ELECTRICITY: 240V, 50Hz. During summer explore the archaeological sites early in the morning or in late afternoon, avoiding the hottest part of the day. It’s always a good idea to bring along sun protection, such as sunscreen and a broad-brimmed hat. If you plan to go to Paphos area, do not forget to take some warm clothes, even in the peak of summer it may be cool in the mountains. EVENTS, HOLIDAYS: Annual Kypria festival held in the fall (1 September – 31 October) is one of the most important cultural events on the Greek part of Cyprus. The programming incorporates ballet, opera, cinema, art, theatre and music, performed by distinguished artists from Cyprus and around the world. The cultural calendar is alive and well throughout the winter, with new events coming all the time. The summer resort of Agia Napa, for example, offers a “Cultural Winter” with classical music concerts and modern and folkloric dance performances. Easter is the most important religious holiday of the year with candle-lit processions, fireworks and feasting. Cyprus Independence Day is celebrated on the 1st of October. The North observes Muslim holidays. Foremost among these is Ramadan, a month where everyone fasts between sunup and sunset to conform to the fourth pillar of Islam. Ramadan ends with a huge feast, where everyone prays together, visits friends, gives presents and stuffs themselves. The Proclamation of the Turkish Republic of Northern Cyprus is celebrated on 15 November.

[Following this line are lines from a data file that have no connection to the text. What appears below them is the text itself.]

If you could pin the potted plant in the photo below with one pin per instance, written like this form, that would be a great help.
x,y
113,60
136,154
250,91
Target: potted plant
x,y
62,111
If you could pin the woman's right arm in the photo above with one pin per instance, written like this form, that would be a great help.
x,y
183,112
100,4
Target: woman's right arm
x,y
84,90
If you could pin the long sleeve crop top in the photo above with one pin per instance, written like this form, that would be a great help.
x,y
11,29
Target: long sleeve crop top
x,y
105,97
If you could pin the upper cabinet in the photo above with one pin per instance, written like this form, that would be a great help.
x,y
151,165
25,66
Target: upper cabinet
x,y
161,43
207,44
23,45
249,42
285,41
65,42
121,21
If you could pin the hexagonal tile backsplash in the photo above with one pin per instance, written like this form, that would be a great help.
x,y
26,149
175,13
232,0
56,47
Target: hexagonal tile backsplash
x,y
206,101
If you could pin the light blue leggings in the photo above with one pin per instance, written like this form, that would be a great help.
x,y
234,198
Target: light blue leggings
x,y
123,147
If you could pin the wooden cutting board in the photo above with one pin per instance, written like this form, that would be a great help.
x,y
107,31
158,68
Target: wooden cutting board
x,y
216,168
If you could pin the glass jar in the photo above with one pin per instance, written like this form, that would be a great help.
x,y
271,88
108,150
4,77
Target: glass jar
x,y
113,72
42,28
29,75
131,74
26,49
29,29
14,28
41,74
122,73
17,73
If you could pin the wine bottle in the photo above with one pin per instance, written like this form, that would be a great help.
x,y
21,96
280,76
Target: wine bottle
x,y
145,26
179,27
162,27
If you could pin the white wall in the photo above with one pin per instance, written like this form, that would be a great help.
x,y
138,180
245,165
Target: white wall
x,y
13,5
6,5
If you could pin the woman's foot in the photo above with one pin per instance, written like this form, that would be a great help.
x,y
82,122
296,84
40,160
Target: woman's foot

DINING: The Cyprus.com website offers an extensive list of restaurants, fast food and patisseries classified by the location.
WHAT TO BUY: Look out for the official Cyprus Handicraft Service Shops in Limassol, Larnaka, Pafos and Lefkosia, where you can be sure that the goods (though probably a little pricier than in other shops) are handcrafted and not factory mass-produced. Leather is good value – you can pick up shoes, handbags, suitcases and jackets at bargain prices. Intricate hand-embroidered lace known as “Lefkaritika” made in the picturesque village of Lefkara. Basket-making and wickerwork are popular, and there’s good wood-carving, too. Chests of pine, cedar or walnut, decorated with flowers and trees. Copper and silver filigree jewellery also make good buys. On the foodie front, Halloumi cheese and Chiromeri ham make tasty souvenirs, and you’ll find lots of delicious local honey as well as Cyprus wines and spirits (especially brandy) are definitely worth taking home. Attractive ceramics are produced in the Pafos area where you’ll find all manner of vases, bowls and candlesticks.